Gli ultimi due casi parlano di due ragazzi, uno gallese e l'altro francese: in totale sono almeno quindicimila gli jihadisti stranieri che fanno la guerracon i miliziani islamici

Il nemico è in casa. Non ha ancora colpito tra le mura domestiche, non sembra essere pronto a farlo. Per ora. Ma in futuro? Secondo le Nazioni Unite i 'foreign fighters' partiti alla volta della Siria e dell'Iraq per combattere accanto allo Stato Islamico (Is) o ad altri gruppi estremisti sarebbero almeno quindicimila. Tra loro anche Muthana, 20 anni, studente di medicina di Cardiff, riconosciuto dal padre nel video di decapitazione dell'ostaggio Peter Kassig. O Maxime Hauchard (Abu Abdallah Al-Faransi), cittadino francese di 22 anni convertito all'Islam cinque anni orsono, riconosciuto da Parigi un recente intervista che aveva rilasciato a Bfm Tv.  Tutti jihadisti nati e cresciuti nell'opulento occidente. 

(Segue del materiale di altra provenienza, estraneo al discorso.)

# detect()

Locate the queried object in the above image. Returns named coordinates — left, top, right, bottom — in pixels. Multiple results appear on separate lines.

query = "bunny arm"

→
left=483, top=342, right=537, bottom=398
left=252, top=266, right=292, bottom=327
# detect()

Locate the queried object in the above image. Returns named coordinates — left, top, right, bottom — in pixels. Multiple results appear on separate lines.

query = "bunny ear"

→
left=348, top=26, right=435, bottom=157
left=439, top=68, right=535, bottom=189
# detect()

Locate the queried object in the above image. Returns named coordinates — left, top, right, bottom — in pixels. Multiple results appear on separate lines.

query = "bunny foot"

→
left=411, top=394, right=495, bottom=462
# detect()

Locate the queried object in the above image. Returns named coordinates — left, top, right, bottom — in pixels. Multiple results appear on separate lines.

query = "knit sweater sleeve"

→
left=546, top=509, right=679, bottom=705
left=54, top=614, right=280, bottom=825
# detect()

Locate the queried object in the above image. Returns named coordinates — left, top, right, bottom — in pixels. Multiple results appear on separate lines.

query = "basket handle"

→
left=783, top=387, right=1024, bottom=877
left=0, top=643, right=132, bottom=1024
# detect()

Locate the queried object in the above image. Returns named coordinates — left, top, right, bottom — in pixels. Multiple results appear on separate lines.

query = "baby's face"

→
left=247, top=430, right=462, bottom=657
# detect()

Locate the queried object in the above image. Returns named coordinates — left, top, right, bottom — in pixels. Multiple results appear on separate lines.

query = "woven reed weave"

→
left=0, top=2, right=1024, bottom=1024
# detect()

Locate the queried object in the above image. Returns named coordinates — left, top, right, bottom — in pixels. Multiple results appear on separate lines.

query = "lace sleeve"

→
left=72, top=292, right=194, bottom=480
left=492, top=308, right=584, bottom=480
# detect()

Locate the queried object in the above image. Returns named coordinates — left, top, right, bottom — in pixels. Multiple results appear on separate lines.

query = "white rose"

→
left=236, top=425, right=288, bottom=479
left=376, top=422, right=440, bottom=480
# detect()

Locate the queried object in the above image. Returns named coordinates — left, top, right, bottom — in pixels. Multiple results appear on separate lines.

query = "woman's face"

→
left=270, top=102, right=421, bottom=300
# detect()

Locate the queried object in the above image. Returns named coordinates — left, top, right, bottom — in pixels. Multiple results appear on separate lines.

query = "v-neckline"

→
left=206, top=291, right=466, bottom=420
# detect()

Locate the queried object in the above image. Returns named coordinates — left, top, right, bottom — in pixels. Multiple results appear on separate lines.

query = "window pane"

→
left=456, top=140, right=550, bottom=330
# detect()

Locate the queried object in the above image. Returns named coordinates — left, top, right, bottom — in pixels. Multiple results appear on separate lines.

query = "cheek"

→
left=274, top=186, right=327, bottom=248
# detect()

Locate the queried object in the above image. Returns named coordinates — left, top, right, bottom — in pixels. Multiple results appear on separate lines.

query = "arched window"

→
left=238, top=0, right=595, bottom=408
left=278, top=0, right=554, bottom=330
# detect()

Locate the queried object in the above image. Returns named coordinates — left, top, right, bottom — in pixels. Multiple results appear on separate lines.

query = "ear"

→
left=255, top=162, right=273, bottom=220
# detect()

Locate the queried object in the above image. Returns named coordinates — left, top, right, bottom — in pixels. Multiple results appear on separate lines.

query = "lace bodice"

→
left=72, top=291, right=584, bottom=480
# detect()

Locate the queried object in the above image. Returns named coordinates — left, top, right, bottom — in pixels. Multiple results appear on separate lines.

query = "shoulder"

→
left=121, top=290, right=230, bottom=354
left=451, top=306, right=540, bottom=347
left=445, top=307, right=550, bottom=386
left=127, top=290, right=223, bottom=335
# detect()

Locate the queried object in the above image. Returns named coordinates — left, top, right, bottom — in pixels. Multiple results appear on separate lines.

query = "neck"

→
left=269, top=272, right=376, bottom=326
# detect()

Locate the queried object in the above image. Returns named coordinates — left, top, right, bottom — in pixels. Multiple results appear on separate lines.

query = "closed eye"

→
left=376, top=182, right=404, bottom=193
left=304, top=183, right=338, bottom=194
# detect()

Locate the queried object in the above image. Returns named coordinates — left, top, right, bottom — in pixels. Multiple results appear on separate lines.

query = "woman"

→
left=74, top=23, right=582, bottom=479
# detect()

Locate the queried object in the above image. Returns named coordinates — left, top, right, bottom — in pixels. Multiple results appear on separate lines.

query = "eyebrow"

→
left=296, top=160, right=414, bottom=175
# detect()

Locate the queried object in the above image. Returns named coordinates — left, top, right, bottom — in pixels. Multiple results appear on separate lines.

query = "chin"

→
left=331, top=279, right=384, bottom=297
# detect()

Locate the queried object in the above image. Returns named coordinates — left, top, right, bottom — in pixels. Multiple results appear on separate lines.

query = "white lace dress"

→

Un inglese e un francese tra i boia di Isis

100 miliziani islamici provenienti dagli Usa
Sarebbero quasi duecento gli americani partiti alla volta di Siria e Iraq. La preoccupazione delle autorità riguarda il fatto che possano compiere attentati sul suolo americano. Le loro identità sono per lo più sconosciute. Possono quindi, come è già avvenuto in passato, andare in Siria, essere addestrati all'uso delle armi e degli esplosivi,  tornare a casa negli Stati Uniti, per poi fare la spola tra l'America e il Medioriente.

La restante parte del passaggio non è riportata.